Aşk, güç oyunları ve akıl dolu mizansenlerle örülü bu roman, yalnızca olay örgüsüyle değil, Anadolu’nun taşını toprağını hissettiren anlatımıyla da büyülüyor.
Gürsel Korat’tan Rüya Körü Everest’te ilk baskısıyla raflarda
“Çünkü geçmiş zaman unutuştur, gelecek zaman ise doğmamış unutuş.”
Gürsel Korat, zaman çarkını bu kez Bizans’ta, 1143 yılında döndürmeye başlıyor. İmparatorun yazıcılarından Stefanos, yıllardır uykusunda gördüklerinin rüya değil, gelecekten görüntüler olduğunu anlar. Andronikos ise geçmişi görmektedir. Yetenekleri gibi karakterleri de zıt olan bu iki kişi, kesişen kaderleriyle birbirlerinin rüyalarına muhtaçtırlar. Bu karşılıklı bağımlılık, aşk ve taht kavgalarının ortasında boy veren derin çatışmaların zeminini kurar.

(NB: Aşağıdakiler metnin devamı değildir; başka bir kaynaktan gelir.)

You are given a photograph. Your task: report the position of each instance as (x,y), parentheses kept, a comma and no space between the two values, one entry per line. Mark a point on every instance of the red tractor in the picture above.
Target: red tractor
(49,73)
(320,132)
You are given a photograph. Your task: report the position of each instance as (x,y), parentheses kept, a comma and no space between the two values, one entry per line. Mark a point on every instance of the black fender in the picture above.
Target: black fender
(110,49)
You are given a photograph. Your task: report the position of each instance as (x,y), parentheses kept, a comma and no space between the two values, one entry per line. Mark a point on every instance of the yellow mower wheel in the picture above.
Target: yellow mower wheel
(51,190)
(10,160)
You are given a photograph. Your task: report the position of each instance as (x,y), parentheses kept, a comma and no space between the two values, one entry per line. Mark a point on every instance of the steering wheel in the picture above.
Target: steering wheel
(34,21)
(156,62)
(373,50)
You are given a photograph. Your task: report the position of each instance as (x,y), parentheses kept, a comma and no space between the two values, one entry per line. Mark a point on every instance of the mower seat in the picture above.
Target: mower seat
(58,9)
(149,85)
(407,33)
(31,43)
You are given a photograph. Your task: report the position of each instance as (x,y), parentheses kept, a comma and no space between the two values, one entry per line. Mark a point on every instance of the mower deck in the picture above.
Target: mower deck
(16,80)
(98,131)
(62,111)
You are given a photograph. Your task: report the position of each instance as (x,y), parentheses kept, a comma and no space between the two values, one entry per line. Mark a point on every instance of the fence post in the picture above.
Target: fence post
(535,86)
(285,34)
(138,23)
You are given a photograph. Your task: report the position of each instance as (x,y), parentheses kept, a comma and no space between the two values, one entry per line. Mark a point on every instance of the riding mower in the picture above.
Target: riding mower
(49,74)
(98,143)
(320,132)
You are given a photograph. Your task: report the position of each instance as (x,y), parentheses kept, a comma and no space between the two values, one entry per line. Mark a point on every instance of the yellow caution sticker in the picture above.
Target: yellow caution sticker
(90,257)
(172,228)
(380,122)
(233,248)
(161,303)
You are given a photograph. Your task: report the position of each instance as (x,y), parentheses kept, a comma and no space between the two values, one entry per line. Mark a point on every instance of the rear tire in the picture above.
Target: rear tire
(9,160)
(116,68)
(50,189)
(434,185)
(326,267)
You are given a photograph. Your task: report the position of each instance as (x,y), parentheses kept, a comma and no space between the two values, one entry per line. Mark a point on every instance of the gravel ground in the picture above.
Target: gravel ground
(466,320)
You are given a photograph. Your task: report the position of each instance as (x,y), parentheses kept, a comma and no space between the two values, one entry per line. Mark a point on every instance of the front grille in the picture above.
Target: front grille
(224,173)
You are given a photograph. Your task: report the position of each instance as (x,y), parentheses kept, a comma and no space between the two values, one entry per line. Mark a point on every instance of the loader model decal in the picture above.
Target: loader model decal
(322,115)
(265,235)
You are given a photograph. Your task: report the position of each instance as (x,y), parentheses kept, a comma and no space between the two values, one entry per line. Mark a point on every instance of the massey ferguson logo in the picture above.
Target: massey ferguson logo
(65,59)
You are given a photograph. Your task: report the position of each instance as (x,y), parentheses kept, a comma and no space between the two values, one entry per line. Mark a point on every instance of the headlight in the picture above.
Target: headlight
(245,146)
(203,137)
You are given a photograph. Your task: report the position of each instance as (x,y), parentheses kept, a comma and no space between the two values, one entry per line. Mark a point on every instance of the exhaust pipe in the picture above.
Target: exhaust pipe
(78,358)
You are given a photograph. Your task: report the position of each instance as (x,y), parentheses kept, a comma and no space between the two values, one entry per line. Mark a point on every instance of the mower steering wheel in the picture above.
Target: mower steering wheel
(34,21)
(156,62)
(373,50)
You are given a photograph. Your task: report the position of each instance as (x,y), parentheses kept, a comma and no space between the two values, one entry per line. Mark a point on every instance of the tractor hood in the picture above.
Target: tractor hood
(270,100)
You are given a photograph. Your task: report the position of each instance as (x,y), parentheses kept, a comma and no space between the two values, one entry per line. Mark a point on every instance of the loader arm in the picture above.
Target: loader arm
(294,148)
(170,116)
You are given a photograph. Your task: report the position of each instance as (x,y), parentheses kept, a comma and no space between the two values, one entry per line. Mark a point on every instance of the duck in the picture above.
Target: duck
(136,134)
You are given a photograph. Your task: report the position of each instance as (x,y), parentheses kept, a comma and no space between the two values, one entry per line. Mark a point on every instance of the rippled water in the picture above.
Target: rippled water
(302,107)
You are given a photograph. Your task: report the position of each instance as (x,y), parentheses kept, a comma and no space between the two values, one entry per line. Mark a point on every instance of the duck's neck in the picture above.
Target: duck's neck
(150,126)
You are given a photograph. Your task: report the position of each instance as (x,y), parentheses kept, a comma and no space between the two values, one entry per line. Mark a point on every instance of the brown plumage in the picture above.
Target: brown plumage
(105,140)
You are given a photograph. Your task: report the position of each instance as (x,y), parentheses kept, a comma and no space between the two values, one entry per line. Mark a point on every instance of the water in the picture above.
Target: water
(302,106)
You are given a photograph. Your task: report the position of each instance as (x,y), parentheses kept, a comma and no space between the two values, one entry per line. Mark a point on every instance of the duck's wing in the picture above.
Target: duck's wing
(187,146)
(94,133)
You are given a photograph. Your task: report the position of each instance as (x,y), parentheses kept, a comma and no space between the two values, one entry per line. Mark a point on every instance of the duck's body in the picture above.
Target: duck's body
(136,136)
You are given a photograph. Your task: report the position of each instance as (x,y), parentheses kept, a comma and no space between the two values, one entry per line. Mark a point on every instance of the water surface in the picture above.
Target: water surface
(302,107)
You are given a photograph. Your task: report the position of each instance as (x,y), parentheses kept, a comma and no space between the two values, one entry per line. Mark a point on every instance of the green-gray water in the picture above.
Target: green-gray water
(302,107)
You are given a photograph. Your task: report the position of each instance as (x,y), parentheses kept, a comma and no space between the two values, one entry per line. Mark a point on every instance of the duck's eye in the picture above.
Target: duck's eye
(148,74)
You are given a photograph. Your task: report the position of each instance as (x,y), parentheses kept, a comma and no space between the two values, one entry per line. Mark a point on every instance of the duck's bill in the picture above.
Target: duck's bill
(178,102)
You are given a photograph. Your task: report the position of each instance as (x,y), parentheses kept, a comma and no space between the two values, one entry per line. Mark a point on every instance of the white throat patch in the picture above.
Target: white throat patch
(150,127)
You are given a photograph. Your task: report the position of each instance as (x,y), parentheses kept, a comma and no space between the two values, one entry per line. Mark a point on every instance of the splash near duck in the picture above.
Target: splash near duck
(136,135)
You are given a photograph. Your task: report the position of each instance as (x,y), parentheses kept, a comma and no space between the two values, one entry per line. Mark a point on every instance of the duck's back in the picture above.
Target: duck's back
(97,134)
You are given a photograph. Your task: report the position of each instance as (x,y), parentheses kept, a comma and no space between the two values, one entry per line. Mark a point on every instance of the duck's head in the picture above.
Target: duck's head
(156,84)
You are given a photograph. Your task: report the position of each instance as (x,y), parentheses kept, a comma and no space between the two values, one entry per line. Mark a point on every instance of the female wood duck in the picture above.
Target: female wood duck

Doğu Roma’da geçen, Rum Selçuklu dünyasına ise uzaktan bakan Rüya Körü’nün dokusunda zaman kavramında çığır açan bir bakış var. Gürsel Korat, insanın “zaman”la ilişkisine yeni bir pencere daha açıyor.İnsan daima unutur. Çünkü süreğen olarak geçmişte veya gelecekte duramaz.
Yapabildiği tek tanrısal eylem, hatırlamaktır. Zamanın dayanılmaz ve üstün gücü, çığlıkları taşıyıp götürür uzaklara; doğmuş her şey karanlıklara dalar. Değerini ve gücünü kutsadığımız, kahraman saydığımız yahut saymadığımız ne varsa kaybolur. Yalnızca apaçık ortada olanlar görünmez ve gizlidir, hatırlayışın ışığına tutulana kadar.